Em que interesses é que gestores/administradores realizam o seu trabalho nas empresas públicas sob a tutela do atual governo do PS, bem como dos governos anteriores do PSD/CDS? Esta é uma questão fundamental que passou despercebida nas infindáveis horas de discussão mediática sobre o processo relativo à indemnização de 500 mil euros paga pela TAP a Alexandra Reis, ex-secretária de Estado do Tesouro.
Ao longo dos anos, o PCP reafirmou que o controlo público dos sectores estratégicos é condição indispensável para um país soberano e desenvolvido, mas insuficiente, pois a gestão pública também pode ser um instrumento ao serviço dos grandes grupos económicos.
A atual gestão da TAP é disso exemplo. Depois dos efeitos da pandemia obrigarem o Governo a retomar o controlo sobre a TAP, com a saída dos dois acionistas privados, logo começou o processo imposto por Bruxelas e aceite pelo PS, de reestruturação da companhia com a perspetiva da sua venda a uma das três companhias europeias – Lufthansa, Air France/KLM, Iberia/British. O caminho delineado no referido plano de reestruturação é apresentado como necessário, no linguajar dissimulado tecnocrata, para reforçar as “condições de atratividade do negócio”. O que trocado por miúdos significa financiamento público para destruição de centenas de postos de trabalho, redução de salários, diminuição da operação da companhia e saneamento da dívida (com origem na negociata ruinosa com a Ex-VEM) para futura venda.
“Mais do que discussões morais e éticas sobre esta ou aquela personagem, o que importa ultrapassar definitivamente são as opções políticas que subordinam gestão de empresas públicas a critérios puramente lucrativos”
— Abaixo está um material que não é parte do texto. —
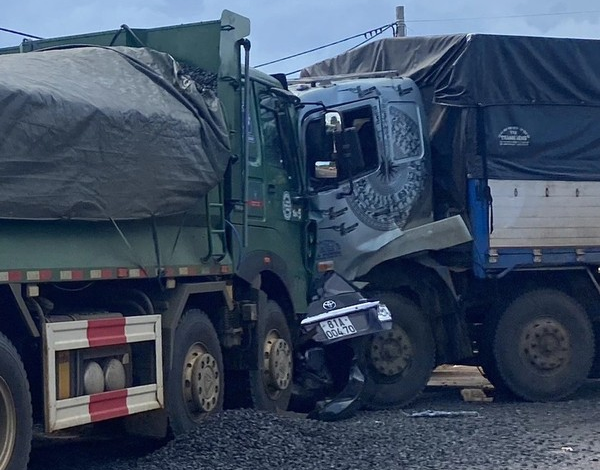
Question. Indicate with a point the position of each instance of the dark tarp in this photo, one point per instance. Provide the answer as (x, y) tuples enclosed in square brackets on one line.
[(528, 106), (95, 133)]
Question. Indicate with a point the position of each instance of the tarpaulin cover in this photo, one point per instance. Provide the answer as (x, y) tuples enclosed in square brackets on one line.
[(95, 133), (527, 106)]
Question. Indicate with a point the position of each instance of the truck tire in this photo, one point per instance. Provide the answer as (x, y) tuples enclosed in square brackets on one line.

Se o Governo do PS apoia uma estratégia em que postos de trabalho e rendimentos dos trabalhadores são percebidos como uma espécie de empecilho ao processo de privatização, não surpreende a decisão de premiar quem a executa com distinção, merecendo inclusive nomeação para o Governo, como acabou por suceder com Alexandra Reis, que esteve encarregue de executar tal reestruturação (enquanto administradora da TAP). E se tal gestora foi recompensada com o pagamento de uma indemnização choruda após saída da TAP, em contraste com a generalidade dos trabalhadores (cujas indemnizações foram reduzidas), não surpreende que tal facto tenha sido desvalorizado por quem se passeia entre portas giratórias por empresas públicas, entidades reguladoras e grandes empresas, mimetizando a lógica arbitrária e obscena que assegura disparidades salariais em que gestores de topo ganham 30, 50, 100 e até 200 vezes mais do que o salário de base dos trabalhadores que dirigem.
De modo que mais do que discussões morais e éticas sobre esta ou aquela personagem, o que importa ultrapassar definitivamente são as opções políticas que subordinam a gestão de empresas públicas a critérios puramente lucrativos, indissociáveis da prática corrente de grandes empresas privadas, e que abrem as portas à precarização do trabalho, ao grande capital estrangeiro e ao aprofundamento da concentração monopolista.
Os sectores estratégicos da economia – inclusive o sector empresarial do Estado – devem ser recolocados ao serviço do povo e do país, apostando-se em políticas de desenvolvimento económico, de incremento da produção, de resposta a problemas sociais candentes, valorizando-se o trabalho e revertendo-se as desigualdades salariais existentes, quer seja no público ou privado. Esse caminho não é feito com mudanças de membros no Governo ao mesmo ritmo que as águas avançaram pelas ruas do Porto no passado fim-de-semana, mas com uma alternativa política de fundo, que está nas mãos dos trabalhadores e do povo construir.